日弁連はなぜ負けたのか? 法科大学院構想編(1)

2000111日の日弁連の臨時総会決議は,司法試験合格者数年3000人を事実上受け入れた。しかし,このとき決議されたのは人口問題だけではない。これ以外に,①法曹一元の実現,と②法科大学院設立・運営に対する主体的かつ積極的な関与,を決議している。そして,①の法曹一元に関する日弁連の決議が,理念倒れの無惨な敗北に終わったことはすでに述べた。

そこで本稿では,②の法科大学院に関する決議について,法曹人口の視点から,検証してみたい。

法科大学院とは,法曹養成を目的とした高等教育機関であり,2004年(平成16年)の法整備に基づき発足した。文科省の資料によると,2006年(平成18年)現在,全国74大学に法科大学院が設置され,定員数の合計は5825人である。
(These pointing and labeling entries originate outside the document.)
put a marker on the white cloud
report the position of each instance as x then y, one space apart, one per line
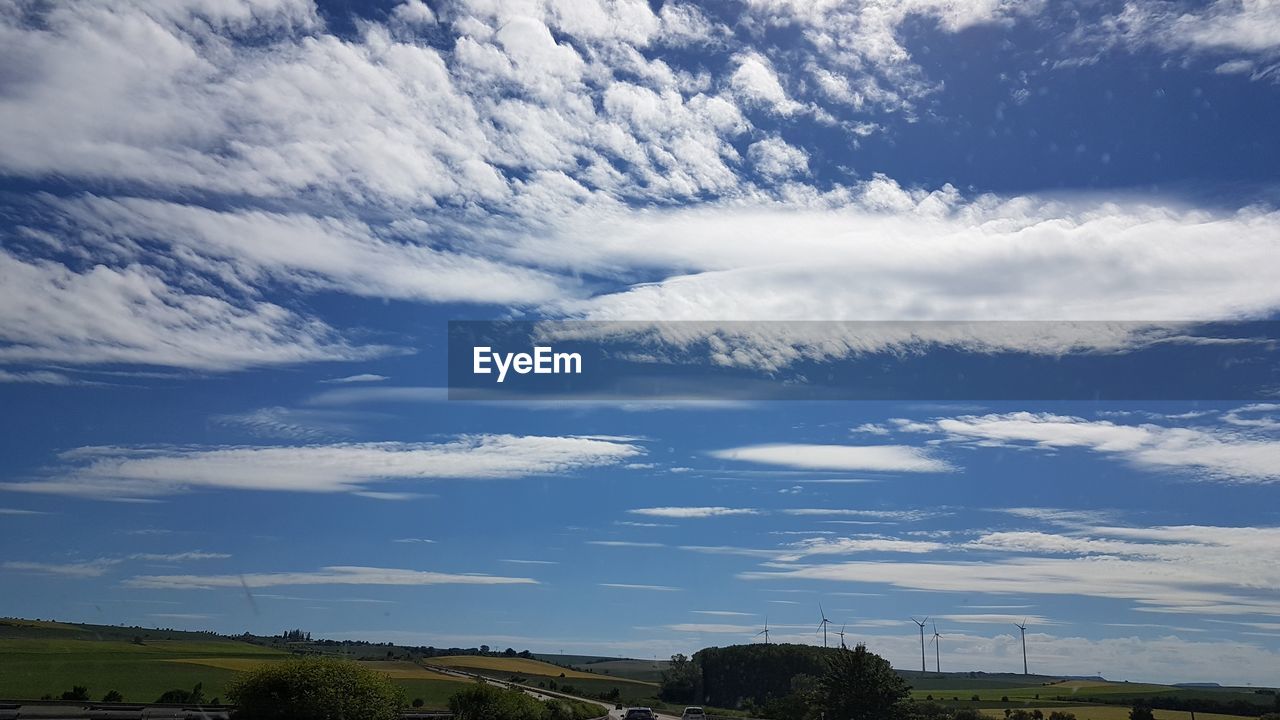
712 628
894 515
141 473
360 378
1202 451
1221 26
132 314
775 158
868 458
755 81
36 377
685 513
1191 569
178 556
333 575
88 569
当初,司法試験合格率7~8割と想定して構想された法科大学院であったが,司法試験合格者数3000人としてもなお合格率が2~3割と予想されるほどの「乱立」状態となってしまっている。そのため,法科大学院の中には,さらなる合格者増を求める声が強い。これが,今後の法曹人口を論じる上で,重大な問題となっていることは周知の通りだ。

もともと,司法試験合格者を年1000人に増やすのにも大反対していた日弁連の立場からすれば,このような問題をはらんだ法科大学院構想に協力していくと宣言したこと自体,とても奇妙なことに思える。